“She’s meeting the Jaw.” Mindy said this from behind her menu.
“What?” Mary asked.
“Roger. She’s meeting him.”
“Roger?” I took a hold of Mindy’s menu and lowered it so I could see her face. “What are you talking about? Roger.”
Mindy avoided my eyes. “I just heard her on her phone in the bathroom. She talks so loud. They’ve been talking the whole trip, I think. They’re going to meet somewhere.”
“Roger? Really? Are you serious?”
“That’s what I heard.” Before we could bombard her with more questions, Mindy stood abruptly and said, “I got to make a call,” and jetted off.
“Where. Mindy. Be?”
“Roger? Do you believe that? That’s crazy!” I said. “And why would she want to see him?”
Mary looked a little stunned. “I don’t know what’s going on.”
“You think maybe he’s following us? He must be! How else can they be meeting?”
Mary gazed intently out the window, her mouth a straight line. “I said, I don’t know.”
“I’m going to try to stop her.” I stood. “I can catch her.”

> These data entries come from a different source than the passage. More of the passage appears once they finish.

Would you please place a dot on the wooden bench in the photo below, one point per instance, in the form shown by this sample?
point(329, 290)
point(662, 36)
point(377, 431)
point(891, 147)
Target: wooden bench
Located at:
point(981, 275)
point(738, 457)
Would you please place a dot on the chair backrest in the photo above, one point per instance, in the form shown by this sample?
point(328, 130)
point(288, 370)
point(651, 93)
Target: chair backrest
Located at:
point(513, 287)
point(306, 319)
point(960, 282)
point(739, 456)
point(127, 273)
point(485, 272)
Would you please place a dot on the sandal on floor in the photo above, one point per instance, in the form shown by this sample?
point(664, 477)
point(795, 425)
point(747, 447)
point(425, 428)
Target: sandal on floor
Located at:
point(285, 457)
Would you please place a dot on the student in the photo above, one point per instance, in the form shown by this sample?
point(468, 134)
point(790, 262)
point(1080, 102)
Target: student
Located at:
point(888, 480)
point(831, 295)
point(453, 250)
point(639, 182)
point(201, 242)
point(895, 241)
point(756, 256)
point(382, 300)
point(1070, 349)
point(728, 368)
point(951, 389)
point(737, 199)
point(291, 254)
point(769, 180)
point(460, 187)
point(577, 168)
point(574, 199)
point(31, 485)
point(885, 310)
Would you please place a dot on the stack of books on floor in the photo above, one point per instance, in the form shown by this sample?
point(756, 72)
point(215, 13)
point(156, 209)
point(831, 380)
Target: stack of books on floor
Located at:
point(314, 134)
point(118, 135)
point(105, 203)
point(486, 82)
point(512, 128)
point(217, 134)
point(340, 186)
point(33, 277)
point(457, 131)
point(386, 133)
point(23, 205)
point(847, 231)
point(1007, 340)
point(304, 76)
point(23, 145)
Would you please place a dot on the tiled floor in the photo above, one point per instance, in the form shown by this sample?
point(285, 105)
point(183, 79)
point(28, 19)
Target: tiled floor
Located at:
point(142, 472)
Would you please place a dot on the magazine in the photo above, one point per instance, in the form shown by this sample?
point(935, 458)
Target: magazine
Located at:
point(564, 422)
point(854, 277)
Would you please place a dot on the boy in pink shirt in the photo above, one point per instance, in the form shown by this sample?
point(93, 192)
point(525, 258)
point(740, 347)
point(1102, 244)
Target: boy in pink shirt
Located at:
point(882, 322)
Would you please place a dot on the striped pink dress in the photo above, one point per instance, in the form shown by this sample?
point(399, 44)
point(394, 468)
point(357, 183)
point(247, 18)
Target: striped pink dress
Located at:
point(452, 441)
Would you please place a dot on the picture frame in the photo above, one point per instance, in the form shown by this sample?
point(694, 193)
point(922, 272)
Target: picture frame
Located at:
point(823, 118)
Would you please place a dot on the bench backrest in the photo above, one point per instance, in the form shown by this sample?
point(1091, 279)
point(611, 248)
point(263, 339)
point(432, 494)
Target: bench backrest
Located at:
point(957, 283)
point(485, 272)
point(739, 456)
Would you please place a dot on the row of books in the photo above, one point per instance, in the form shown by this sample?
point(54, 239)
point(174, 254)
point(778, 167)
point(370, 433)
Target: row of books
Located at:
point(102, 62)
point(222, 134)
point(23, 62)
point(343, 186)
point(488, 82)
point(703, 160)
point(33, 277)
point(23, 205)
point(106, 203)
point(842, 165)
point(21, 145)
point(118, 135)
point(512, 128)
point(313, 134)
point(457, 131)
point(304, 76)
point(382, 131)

“No, you’re not. Sit down.” Mary pulled her red purse onto the table and began searching through it. “She’s almost thirty years old.”
“Are you sure?”
“She’s a big girl. Sit down.”
“Where. Karen. Be?”
I sat back down and looked out the window, at the highway, and watched cars and trucks move by. My daughter was probably already on that highway, heading to meet up with a man I detested. I didn’t like this turn of events, I didn’t like it at all.
*
After Mindy returned to the table and Mary and I interrogated her on exactly what she heard; and after I ordered the chicken-fried chicken but didn’t eat any of it; and after I asked, “She said the name Roger, you’re sure of that, I mean, you heard her say the name Roger?”; and after Mindy said/yelled, “yes, yes, yes!”; and after I cut up my chicken-fried chicken into small pieces and gave them to Ethan because he was still hungry even after his chicken-fried steak; and after we were all quiet, lost in our own, presumably-worried-about-Karen, wonder-where-she is thoughts; and after Mindy said, “What the fuck is a cracker barrel anyway?” and I said, “You know, you should be thinking about Karen”; and after I started wondering what the fuck a cracker barrel was; and after Mindy asked the waitress what it was; and after the waitress said she wasn’t sure but that it might have been a barrel used in “olden times”; and after I ordered another chicken-fried chicken dinner because despite my worries over Karen, I realized I actually was hungry; and after Mindy snorted and said, “Olden times, what the fuck?” under her breath; and after I said, “Stop acting so New York”; and after Mindy said, “What does that mean”; and after I said, “You know what I mean”; and after Mindy said, “No I don’t”; and after I said, “Yes, you do, Miss Always Dresses in Black”; and after Mary slammed the table with her hand and yelled, “Will you two please stop it!”; and after Mindy and I stopped it; and after I finished my chicken-fried chicken and briefly considered ordering the fried ice cream for dessert but instead asked for the bill (which wasn’t fried), we checked into the Hampton Inn, where I gave Ethan his bath.
“Oh, man, poor Karen,” I said, drying him off with a towel. “I hope she knows what she’s doing.”
Ethan, who seemed to understand that Karen’s disappearance was cause for concern, looked at me with wider-than-usual eyes and held up his hands in question. “Where. Karen. Be?”
“She’s with Roger, we think. Who apparently isn’t gay, by the way.”
“Call.”
“Call? You mean, Karen?”
“Yes! Me. Call.”
“Oh, sure.” I gave him his old cell phone, then sat on the bed while he punched numbers, pleased that he was doing something in context of the situation.
“Karen?”
“Tell her to come home,” I said. “Tell her Roger is a dirtbag. Tell her, once a cheater, always a cheater. Wait a minute—don’t tell her that. That’s not necessarily true.”
“Hi. Karen!”
“Tell her come home!”
“Home!”
“Tell her we love you!”
“Yes!”
“Tell her, she will get over this. Tell her to forget the Jaw.”
“Forget. The. Jaw!”
I stopped, surprised. Those were new words for him. Ethan’s vocabulary was very limited, and any new words, any addition other than possibly the f-bomb, was cause for celebration. “Right! Exactly! Forget the Jaw! That’s great! Do you know what a jaw is?”